Macri obedeció, al pie de la letra al úkase imperial. La Argentina se quedó sin política exterior, porque hizo suya la de Estados Unidos asumiendo como propios los enemigos o adversarios de Washington en momentos en que Trump riñe con casi todo el mundo. También se quedó sin política económica, porque pasó a dictarla el FMI a través de sus técnicos. El resultado está a la vista: un holocausto social de vastas proporciones y un derrumbe económico que, en algunos aspectos, no tiene precedentes, todo lo cual se agrava por los efectos devastadores del lawfare (hiperpolitización de la justicia federal; maridaje entre jueces, fiscales, servicios de inteligencia y medios de comunicación; atropello al debido proceso, etcétera) y el abrumador control que ejerce el oficialismo sobre los medios y la masiva utilización de pseudoperiodistas –en realidad, operadores políticos jugosamente remunerados- para mentir, desinformar, atemorizar a la población y para difamar a las principales figuras de la oposición. Esta siniestra operación de manipulación de la opinión pública se complementó con la abrumadora propaganda oficial en todas las redes sociales y la inescrupulosa utilización de ejércitos de trolls que con sus media verdades y fake news contribuían a la confusión general atacando con particular saña a los candidatos del Frente de Todos.

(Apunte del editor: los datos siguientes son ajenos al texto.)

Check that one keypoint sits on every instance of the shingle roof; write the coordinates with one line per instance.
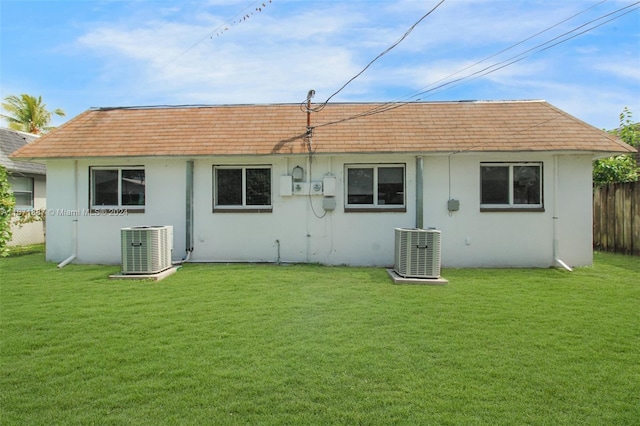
(10, 141)
(280, 129)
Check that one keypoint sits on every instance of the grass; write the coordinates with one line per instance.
(307, 344)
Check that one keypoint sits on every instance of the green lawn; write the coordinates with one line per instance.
(307, 344)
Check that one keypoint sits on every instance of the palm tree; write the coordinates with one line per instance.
(29, 114)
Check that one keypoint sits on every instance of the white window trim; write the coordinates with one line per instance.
(264, 208)
(119, 206)
(511, 206)
(375, 207)
(32, 192)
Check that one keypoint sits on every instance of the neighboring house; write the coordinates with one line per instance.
(28, 183)
(252, 183)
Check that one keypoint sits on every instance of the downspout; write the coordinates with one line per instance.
(74, 230)
(419, 192)
(188, 214)
(556, 242)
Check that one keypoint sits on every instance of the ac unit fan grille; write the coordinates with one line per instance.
(417, 253)
(146, 250)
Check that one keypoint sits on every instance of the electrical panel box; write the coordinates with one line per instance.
(329, 203)
(329, 186)
(286, 186)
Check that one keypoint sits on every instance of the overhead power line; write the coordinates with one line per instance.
(243, 15)
(387, 50)
(501, 64)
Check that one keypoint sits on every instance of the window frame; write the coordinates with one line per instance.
(30, 192)
(140, 208)
(511, 206)
(244, 207)
(375, 207)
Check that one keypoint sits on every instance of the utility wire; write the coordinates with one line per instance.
(237, 18)
(405, 35)
(496, 66)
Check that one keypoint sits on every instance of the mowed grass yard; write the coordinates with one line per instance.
(307, 344)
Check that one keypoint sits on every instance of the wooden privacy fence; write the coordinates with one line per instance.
(616, 218)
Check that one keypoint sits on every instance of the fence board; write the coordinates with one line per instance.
(616, 218)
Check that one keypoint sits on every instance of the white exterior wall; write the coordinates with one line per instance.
(294, 233)
(471, 238)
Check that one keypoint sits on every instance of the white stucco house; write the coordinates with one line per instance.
(28, 183)
(508, 183)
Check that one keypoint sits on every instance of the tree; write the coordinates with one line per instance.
(28, 114)
(622, 168)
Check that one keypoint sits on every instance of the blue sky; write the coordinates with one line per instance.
(91, 53)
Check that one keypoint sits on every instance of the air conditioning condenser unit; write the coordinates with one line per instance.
(146, 249)
(417, 253)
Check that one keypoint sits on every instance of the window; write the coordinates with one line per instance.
(510, 186)
(242, 189)
(375, 188)
(118, 187)
(22, 188)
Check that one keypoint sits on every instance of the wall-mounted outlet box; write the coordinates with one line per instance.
(307, 188)
(286, 186)
(329, 203)
(329, 186)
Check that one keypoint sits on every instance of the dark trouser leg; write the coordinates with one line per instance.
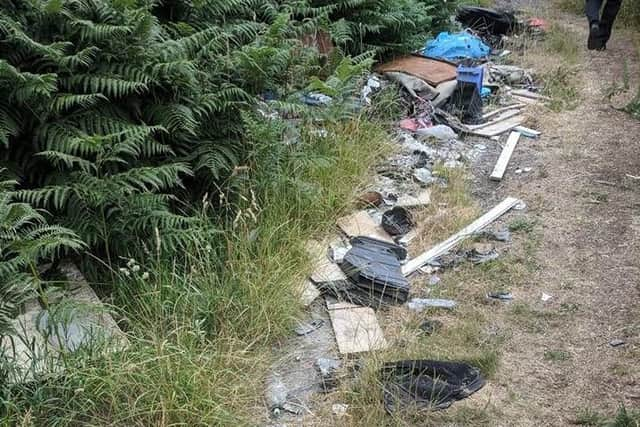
(593, 10)
(608, 18)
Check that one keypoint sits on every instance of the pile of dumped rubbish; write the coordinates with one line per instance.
(457, 86)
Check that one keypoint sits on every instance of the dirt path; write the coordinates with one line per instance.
(588, 213)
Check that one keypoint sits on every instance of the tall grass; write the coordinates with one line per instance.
(201, 326)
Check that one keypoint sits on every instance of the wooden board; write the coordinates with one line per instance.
(530, 133)
(499, 119)
(356, 329)
(308, 293)
(530, 95)
(361, 224)
(444, 247)
(522, 99)
(490, 114)
(408, 201)
(431, 71)
(505, 156)
(500, 127)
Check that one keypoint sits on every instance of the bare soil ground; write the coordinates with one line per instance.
(556, 359)
(580, 245)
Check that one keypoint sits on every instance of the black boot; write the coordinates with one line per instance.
(595, 41)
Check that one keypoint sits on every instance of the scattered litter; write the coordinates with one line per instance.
(339, 409)
(505, 156)
(328, 369)
(523, 93)
(529, 133)
(490, 114)
(429, 384)
(409, 201)
(361, 224)
(397, 221)
(441, 132)
(457, 46)
(373, 84)
(520, 206)
(375, 266)
(432, 71)
(421, 304)
(487, 21)
(429, 269)
(430, 326)
(337, 250)
(308, 292)
(503, 235)
(442, 248)
(316, 99)
(306, 328)
(324, 270)
(356, 329)
(505, 296)
(407, 238)
(275, 394)
(370, 198)
(424, 176)
(466, 103)
(538, 25)
(416, 87)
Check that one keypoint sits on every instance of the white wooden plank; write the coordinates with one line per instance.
(525, 131)
(454, 240)
(500, 127)
(307, 292)
(490, 114)
(531, 95)
(522, 99)
(505, 156)
(356, 329)
(324, 270)
(361, 224)
(500, 118)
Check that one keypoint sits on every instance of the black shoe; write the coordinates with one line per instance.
(595, 39)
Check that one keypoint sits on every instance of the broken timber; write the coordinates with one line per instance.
(490, 114)
(529, 133)
(500, 127)
(444, 247)
(501, 117)
(505, 156)
(529, 94)
(356, 328)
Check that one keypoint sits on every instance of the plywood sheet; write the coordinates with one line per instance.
(431, 71)
(356, 329)
(361, 224)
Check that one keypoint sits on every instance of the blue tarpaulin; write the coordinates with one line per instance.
(457, 46)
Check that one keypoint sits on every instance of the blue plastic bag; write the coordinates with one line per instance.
(457, 46)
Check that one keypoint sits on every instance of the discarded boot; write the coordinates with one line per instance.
(595, 41)
(430, 384)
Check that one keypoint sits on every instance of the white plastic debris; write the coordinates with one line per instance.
(421, 304)
(441, 132)
(339, 409)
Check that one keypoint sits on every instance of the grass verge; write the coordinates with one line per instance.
(201, 326)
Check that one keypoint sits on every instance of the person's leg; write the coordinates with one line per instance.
(609, 14)
(592, 9)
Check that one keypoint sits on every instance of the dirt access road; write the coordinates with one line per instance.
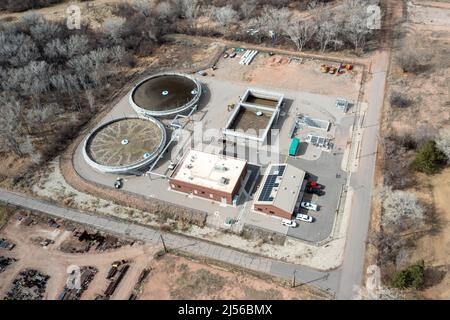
(363, 180)
(171, 277)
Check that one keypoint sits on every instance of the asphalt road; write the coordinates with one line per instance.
(303, 275)
(362, 183)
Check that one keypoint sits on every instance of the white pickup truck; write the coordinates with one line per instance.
(309, 206)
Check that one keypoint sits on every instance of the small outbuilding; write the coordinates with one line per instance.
(280, 190)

Pero todo fue en vano. Macri y su patrón fueron arrasados en las urnas. Su Gobierno languidece a la espera de un milagro que no se producirá. Si algo ocurrirá en la primera vuelta que tendrá lugar el 27 de octubre será una derrota aún más aplastante del oficialismo, lo cual será muy positivo para impedir por mucho tiempo el retorno al gobierno de esa derecha neocolonial, elitista, falsamente “meritocrática” y antidemocrática. Esto si tiene suerte, si la revuelta de los mercados y la conmoción social e institucional resultante no sentencian el final anticipado del Gobierno de Macri, algo que ya ocurrió en dos ocasiones desde la restauración democrática de 1983, aunque bajo distintas condiciones. En suma, Trump se quedó sin uno de sus peones sudamericanos y el brasileño camina por la cuerda floja. Y la debacle del neoliberalismo en la Argentina es un mensaje que será leído con atención en muchos países. En suma, buenas noticias para el futuro de Nuestra América. ¿Quién decía que el ciclo progresista había concluido?